The big bush removal created quite a bit of new space but also a lack of privacy for my patio area. The tripods are for cucumbers and beans, and there are three short rows of corn to create that same sheltered area though, once they start to climb. It's a deep garden, so I had to move a bunch of heavy stones to create paths through it. I love the way it looks right now.
Over the winter I tried not to buy many veggies. That may have meant some boring options at the end, but I wanted to be able to estimate our needs a bit better. We ran out of Taber corn just last week I think (I bought one large bag in season last year), brocolli ran out a few months ago, we still have some packages of beans, and the carrots were gone ages ago and those were mostly donated by others anyway. Kale and swiss chard are still in the freezer because other than in pasta and boerenkole (sp?), we don't like those frozen. I love the swiss chard fresh and in pesto though so I'm growing some again. I've only bought a few potatoes, but again ours were mostly donated. My own crop was tiny and will be again this year. Potatoes take space that I still don't have. It's a priority thing.
A few of the things we had to buy all winter were onions, garlic and celery. I'm trying all of those this year and we'll see how that goes. I'm not holding my breath for the celery. I'm also growing a lot of parley this year because I put it in everything.
The raspberries in the alley, with a new fenceboard border and a compost pile waiting for stain
The yard looks terrible from the back. I picked up stain yesterday to redo the fence, and maybe if I make the green on the playhouse match the fence, it won't stick out so much. The kids love it, but there is much about the back yard that I will change once they are all teens.
Thursday, June 3, 2010
But it is very frustrating for me and this is all about me.
Tuesday, June 1, 2010
I have two girls of bike-riding age who were terrified of their bikes. They both (generally-speaking) wanted to learn to ride them, but when the moment came to climb onto the seat they would break down in tears and refuse to try.
My past may have had something to do with that fear. Here's how I remember learning to ride.
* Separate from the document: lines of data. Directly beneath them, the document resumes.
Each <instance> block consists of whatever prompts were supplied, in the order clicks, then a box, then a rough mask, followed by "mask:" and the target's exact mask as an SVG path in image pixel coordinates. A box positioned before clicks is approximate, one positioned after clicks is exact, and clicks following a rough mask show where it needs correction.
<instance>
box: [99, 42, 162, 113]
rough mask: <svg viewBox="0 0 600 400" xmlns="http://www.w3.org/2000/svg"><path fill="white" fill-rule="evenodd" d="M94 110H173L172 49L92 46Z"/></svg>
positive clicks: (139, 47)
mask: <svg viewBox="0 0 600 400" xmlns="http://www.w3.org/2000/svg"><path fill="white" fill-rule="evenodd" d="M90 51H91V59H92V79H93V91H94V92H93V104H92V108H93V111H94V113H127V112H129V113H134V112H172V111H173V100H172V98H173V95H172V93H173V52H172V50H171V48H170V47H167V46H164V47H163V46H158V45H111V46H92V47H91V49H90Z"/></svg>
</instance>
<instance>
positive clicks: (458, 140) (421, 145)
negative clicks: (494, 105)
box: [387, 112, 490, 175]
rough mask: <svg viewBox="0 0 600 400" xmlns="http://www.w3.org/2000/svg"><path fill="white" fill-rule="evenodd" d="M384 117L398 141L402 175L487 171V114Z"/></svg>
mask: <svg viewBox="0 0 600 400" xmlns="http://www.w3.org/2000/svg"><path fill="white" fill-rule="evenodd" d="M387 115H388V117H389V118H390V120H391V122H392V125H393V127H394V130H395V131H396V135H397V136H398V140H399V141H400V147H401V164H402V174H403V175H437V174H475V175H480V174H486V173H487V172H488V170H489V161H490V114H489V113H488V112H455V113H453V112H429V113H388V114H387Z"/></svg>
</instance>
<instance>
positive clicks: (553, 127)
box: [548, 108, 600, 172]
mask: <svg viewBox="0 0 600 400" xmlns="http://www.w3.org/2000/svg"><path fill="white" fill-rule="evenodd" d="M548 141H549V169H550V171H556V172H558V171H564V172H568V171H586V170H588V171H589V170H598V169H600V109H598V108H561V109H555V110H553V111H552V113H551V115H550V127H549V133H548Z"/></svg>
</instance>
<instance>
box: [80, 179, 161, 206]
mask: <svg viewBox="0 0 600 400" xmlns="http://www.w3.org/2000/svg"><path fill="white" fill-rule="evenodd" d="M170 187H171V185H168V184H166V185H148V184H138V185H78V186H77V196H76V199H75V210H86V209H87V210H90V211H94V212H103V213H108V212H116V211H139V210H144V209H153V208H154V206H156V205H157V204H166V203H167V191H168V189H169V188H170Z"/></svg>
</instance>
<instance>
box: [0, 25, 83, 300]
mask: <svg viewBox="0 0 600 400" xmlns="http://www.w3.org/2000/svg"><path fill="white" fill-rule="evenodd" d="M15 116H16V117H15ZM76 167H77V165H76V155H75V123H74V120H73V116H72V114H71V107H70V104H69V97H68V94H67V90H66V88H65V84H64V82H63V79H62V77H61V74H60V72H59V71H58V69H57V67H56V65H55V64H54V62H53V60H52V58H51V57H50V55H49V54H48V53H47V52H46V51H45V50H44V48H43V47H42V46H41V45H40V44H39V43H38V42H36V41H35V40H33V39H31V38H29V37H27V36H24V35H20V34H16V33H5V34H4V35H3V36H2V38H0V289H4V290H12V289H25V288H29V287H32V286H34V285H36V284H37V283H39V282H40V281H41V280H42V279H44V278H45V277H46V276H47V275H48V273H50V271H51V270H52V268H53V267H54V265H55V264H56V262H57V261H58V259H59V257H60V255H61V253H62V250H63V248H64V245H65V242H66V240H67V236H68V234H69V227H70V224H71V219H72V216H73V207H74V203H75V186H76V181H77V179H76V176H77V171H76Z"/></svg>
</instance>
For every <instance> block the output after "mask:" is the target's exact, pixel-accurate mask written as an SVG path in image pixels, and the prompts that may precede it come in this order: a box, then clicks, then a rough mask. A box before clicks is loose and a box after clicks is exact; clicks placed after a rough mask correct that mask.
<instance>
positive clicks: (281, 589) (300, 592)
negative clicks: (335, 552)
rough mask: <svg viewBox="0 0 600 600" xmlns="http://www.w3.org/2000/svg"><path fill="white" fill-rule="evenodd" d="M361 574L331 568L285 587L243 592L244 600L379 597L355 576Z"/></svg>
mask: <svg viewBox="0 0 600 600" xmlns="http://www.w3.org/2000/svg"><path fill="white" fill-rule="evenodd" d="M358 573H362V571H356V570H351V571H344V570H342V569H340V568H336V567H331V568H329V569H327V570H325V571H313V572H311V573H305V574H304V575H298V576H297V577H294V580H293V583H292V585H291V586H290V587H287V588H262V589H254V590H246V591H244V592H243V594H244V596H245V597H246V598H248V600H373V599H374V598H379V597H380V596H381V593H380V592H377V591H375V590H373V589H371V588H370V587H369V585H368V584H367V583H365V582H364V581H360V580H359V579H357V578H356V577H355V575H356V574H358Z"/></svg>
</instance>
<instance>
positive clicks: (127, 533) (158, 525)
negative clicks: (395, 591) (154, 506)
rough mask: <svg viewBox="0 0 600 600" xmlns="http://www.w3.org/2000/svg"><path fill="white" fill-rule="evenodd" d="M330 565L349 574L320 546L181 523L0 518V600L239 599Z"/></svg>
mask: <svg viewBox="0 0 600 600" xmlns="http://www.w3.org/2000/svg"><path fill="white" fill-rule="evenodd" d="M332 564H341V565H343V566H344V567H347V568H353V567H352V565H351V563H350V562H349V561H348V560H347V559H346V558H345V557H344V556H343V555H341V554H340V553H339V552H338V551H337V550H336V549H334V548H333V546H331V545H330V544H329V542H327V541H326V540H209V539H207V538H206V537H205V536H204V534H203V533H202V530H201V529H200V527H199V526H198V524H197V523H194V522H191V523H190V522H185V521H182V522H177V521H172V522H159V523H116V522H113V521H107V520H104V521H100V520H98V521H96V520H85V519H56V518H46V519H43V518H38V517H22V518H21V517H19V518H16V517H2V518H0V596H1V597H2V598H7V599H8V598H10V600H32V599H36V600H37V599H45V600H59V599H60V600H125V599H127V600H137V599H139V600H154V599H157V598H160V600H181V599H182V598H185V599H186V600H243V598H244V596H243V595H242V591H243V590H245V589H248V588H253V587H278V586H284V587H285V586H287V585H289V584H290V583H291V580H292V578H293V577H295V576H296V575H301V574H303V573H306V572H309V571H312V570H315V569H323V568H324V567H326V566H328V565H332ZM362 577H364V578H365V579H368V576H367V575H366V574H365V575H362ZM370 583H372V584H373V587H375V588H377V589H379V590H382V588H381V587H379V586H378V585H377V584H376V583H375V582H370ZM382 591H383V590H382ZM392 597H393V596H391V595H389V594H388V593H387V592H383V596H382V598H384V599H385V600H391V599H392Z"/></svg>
I don't know how old I was, but I remember the bike. It was baby blue, and being the fourth child, a few of us kids had used it as our first two-wheeler. It definitely had no fancy schmancy gears and it's questionable whether or not it had brakes. I can't remember how I stopped. Probably by putting my feet on the ground because I know I was too big for the bike when I learned.
Our back yard sloped down fairly sleeply, with a trail and trees at the bottom of the yard, and a path my dad created to the river to launch our canoe. In the winter when the shallow river was frozen, we could toboggan all the way from the top of the hill to the ice on the river.
The same could be done with a bike in the summer, but we weren't stupid! Compared to today's standards we lived with less supervision and were therefore more reckless, but not actually stupid. There would have been time to stop or turn off onto the trail.
My big brother figured it was time I learned to ride and pushed me down the hill on the blue bike.
"How did you stop? Did you fall? Did you hurt yourself?" asked my kids.
Honestly, I don't remember, so it must not have been traumatic. I told them this story to make them think they were lucky to have parents who would teach them safely to ride on the grass in the school field, or carefully holding onto the seat and handle bars while they tried on the sidewalk. No big brother pushed them down a hill.
This tactic wasn't working though. Beth had been motivated enough to teach herself once we bribed her with a toy she really wanted. That wasn't working on Laura or Alice.
So last night we pushed them down a hill. Forget safety and love. I wanted them to ride their bikes, to lessen the pain in my back, to JUST GET IT OVER WITH!
No one fell. No one can scare my future grandchildren with stories of abusive, unloving parents. And two kids learned to pedal and stay upright within a few minutes. Yay!
I'm hoping that this summer the whole family will be able to take short rides together. Without screaming, without falling and without training wheels.